Can video games be addictive? Without proper restraint yes, there can be some people who will habitually spend their days in front of the screen, however I see that as true in other parts of human nature. Pain pills, alcohol, drugs are just some of things that people are addicted to. But I think it comes down to wanting to feel good and feel pleasure.

I think it's human nature that we have that addiction potential - when something pleases us, endorphins are released in the body and we get that rush. Then we want to sustain that feeling.

I love to play video games and have been well known for sitting down and playing a game until it's beaten. Do I have an addiction? I don't think so, I played the game 'til it was over then generally left it alone. I haven't played most of my games for over two months now and I haven't had withdrawal.

What attracts me to play a game is the ability to do something that I can't do in real life. I can't step into the shoes of Peyton Manning and lead the Colts to a repeat victory of the Super Bowl. Or step into the shoes of a soldier in World War II and experience a major battle. It would never be world-changing battle. I have my own life, but it's sometimes nice to suspend reality and try on a virtual reality for a little while.

Is there a problem with kids playing video games too much? I think that there are some cases that would support that. I have seen where people would use a Gameboy or something like that to keep kids entertain and quiet. There are times that electronic toys come in handy.

My parents would let me take my Gameboy with me on long trips or if I had to go sit in my Dad's office from time to time. But sometimes it's being used as a surrogate babysitter or to replace family time or outdoor recreation, and that just isn't right.

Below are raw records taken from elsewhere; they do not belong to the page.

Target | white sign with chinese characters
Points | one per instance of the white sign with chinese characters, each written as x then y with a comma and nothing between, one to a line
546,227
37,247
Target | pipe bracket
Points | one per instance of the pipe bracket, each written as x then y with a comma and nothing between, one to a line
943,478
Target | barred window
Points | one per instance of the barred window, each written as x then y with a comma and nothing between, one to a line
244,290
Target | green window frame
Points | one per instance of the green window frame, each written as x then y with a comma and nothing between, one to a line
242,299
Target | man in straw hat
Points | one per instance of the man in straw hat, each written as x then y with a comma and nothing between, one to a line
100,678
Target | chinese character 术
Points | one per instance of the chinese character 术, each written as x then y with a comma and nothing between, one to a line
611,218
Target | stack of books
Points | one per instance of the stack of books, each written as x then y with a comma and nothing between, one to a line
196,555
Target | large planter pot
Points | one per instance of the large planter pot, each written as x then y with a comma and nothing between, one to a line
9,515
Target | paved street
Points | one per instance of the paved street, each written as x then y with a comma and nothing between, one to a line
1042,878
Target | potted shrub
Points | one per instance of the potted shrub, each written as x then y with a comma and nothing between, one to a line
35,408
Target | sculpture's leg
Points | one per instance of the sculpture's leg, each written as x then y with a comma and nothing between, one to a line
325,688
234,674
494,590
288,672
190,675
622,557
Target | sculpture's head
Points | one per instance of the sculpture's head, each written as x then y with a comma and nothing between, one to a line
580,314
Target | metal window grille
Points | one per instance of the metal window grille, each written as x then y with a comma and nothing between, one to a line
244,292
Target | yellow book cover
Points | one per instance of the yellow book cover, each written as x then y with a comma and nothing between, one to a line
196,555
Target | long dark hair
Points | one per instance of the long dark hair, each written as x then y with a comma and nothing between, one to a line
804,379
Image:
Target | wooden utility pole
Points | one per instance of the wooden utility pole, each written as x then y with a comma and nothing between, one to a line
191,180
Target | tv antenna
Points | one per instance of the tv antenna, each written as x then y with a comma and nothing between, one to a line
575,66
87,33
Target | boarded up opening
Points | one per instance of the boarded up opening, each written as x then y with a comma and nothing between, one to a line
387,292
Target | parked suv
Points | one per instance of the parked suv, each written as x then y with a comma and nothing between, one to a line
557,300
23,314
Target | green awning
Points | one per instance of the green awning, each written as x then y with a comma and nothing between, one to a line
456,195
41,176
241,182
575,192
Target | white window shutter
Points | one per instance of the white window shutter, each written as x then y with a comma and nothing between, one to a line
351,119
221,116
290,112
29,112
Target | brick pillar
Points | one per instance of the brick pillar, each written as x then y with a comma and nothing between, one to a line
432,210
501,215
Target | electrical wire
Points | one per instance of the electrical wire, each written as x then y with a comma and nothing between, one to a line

So if the video game habit proves to be seen as an official form of addiction, what happens next? Are people going to have to apply for a card to get approval to buy a video game? Sure that will work real well. Instead of having prostitutes and drug dealers on the corner, I can see a guy standing on the corner with a long coat. "Psst. I have Mario but if you need the hard stuff - Halo or Need for Speed - give me a day and I can hook you up."

Sadly millions of dollars have been spent on studies to prove and disprove problems with games. Can this be an issue? Yes, but as people die from real diseases, hunger and other killers, we as a society spend money on a trendy social issue like game-playing.

I think that we need to remember that most things are okay in moderation. A little bit of gaming isn't going to ruin a kid. It is when we give in to a desire to overindulge in our pursuits of pleasure that our own passions can turn against us.

I will admit to eating too much pizza or ice cream now and then, but every unwise thing doesn't have to be a disease.

It feels like as a society we have to classify everything into some category complete with an excuse for why it isn't our fault for not being able to control ourselves.

Can't we just live a humans and enjoy life? Don't worry about classifying my mental state or my choices. I'll save you the money and tell you to go use it on something useful.